一部のドキュメントでは、CERTREQやcertutilにおいて複数のSANを直接指定する方法が紹介されていることもあります。しかし、実運用で試すと通らないケースが多く、環境依存の不具合が隠れている場合もあり、Microsoft公式ドキュメントでも確実とはされていません。特に下記のようなパターンでエラーあるいは一部SANだけが取り込まれる場合があります。

  • 「&」区切りや「,」区切りの解釈がコマンドプロンプトと内部のAPIで噛み合っていない
  • テンプレートに「Supply in the request」が設定されていても、別のポリシーが上書きしている
  • certutilのバージョンやOSビルドによってサポート状況が異なる

将来的にMicrosoftがcertreqコマンドやcertutilの仕様を拡張し、複数SAN指定をわかりやすくサポートする可能性はありますが、現状ではINFファイル方式が最も安定した方法となっています。


トラブルシューティングのポイント

複数のSANを設定する際、予期せぬエラーが出たり、証明書が正しく発行されなかった場合は、以下の点をチェックしてみてください。

1. INFファイルの構文確認

  • _continue_行に余計な空白や改行が入っていないか
  • OID指定(2.5.29.17 = “{text}”)が正しく書かれているか
  • “&”でちゃんと繋がっているか(末尾に“&”を置く必要がある)

2. CA側の設定確認

  • 「Certificate Templates」コンソールでテンプレートが正しく複製・設定されているか
  • 「Supply in the request」が有効になっているテンプレートを使用しているか
  • 余計なカスタムポリシー(サブジェクト名の強制書き換えなど)が動作していないか

3. PowerShellやcertutilを使った検証

INFファイルを使わずとも、以下のような検証を実行してエラーメッセージを確認できます。

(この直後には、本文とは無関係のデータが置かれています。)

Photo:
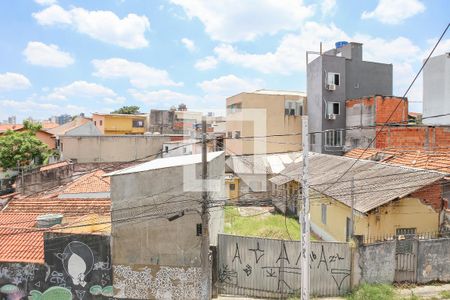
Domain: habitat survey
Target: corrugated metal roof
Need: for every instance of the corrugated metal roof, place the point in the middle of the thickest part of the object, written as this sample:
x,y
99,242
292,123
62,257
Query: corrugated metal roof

certreq -new request.inf request.csr
certreq -submit -attrib "CertificateTemplate:Appliance" request.csr
certutil -dump request.csr

certutil -dumpでCSRの中身を確認し、SANが期待通りに入っているかチェックしましょう。また、取得後の証明書についてもcertutil -dumpや「証明書の表示」からSANを検証できます。

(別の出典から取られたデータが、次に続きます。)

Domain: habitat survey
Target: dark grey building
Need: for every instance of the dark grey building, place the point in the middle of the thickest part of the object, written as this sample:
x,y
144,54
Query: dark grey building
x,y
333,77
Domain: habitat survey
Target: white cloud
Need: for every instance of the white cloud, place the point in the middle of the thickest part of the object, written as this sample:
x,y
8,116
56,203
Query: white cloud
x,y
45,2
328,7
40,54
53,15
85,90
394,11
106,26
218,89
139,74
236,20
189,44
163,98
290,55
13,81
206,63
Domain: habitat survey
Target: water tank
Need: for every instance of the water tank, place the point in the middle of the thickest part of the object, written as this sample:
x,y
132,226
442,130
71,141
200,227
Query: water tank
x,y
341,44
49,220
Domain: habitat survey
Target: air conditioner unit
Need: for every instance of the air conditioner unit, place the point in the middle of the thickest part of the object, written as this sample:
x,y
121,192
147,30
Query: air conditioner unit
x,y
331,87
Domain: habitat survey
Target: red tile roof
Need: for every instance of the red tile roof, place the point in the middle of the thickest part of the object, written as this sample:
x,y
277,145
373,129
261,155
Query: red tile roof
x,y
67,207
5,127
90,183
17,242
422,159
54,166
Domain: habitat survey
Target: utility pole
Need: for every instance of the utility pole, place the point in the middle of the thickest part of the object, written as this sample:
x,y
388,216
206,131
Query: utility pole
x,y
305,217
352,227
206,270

まとめ:確実に複数SANを適用するにはINFファイルが最適解

CERTREQコマンドやcertutilコマンド単体の引数で複数のSANを指定する試みは、環境や設定に応じてうまく働かないことが珍しくありません。誤ったコマンド書式やテンプレート設定の不整合があると、時間をかけても成果が得られず、発行された証明書に期待するSANが含まれないままになってしまいます。

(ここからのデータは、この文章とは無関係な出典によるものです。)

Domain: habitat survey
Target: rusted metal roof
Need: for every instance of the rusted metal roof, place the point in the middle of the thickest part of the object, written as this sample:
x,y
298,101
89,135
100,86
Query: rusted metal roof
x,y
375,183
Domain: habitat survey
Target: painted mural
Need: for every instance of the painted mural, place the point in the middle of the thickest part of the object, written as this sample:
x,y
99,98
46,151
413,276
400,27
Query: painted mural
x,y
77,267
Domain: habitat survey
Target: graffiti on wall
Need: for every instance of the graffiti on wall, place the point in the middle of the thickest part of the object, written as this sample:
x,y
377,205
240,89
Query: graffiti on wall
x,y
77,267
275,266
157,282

INFファイルを使うと、サブジェクト名やキー設定、SANリストなどを明示的に指定でき、複数SANを含むCSRを簡単に作成可能です。さらに、組織内のセキュリティポリシーに準拠しながら証明書を発行できます。外部アプライアンスへの適用時にはPFXからPEMへの変換などのステップが必要になる場合もありますが、INFファイル方式で取得した正しいSAN入り証明書を用意しておけば安心です。

複数のホスト名をまとめて保護したい場合や、DNS名以外にもIPアドレスやメールアドレスなどをサブジェクトに含めたいときは、ぜひINFファイルベースのアプローチを検討してください。INFファイルによる証明書要求フローが定着すれば、サーバー管理や更新作業の効率化にも大いに役立つはずです。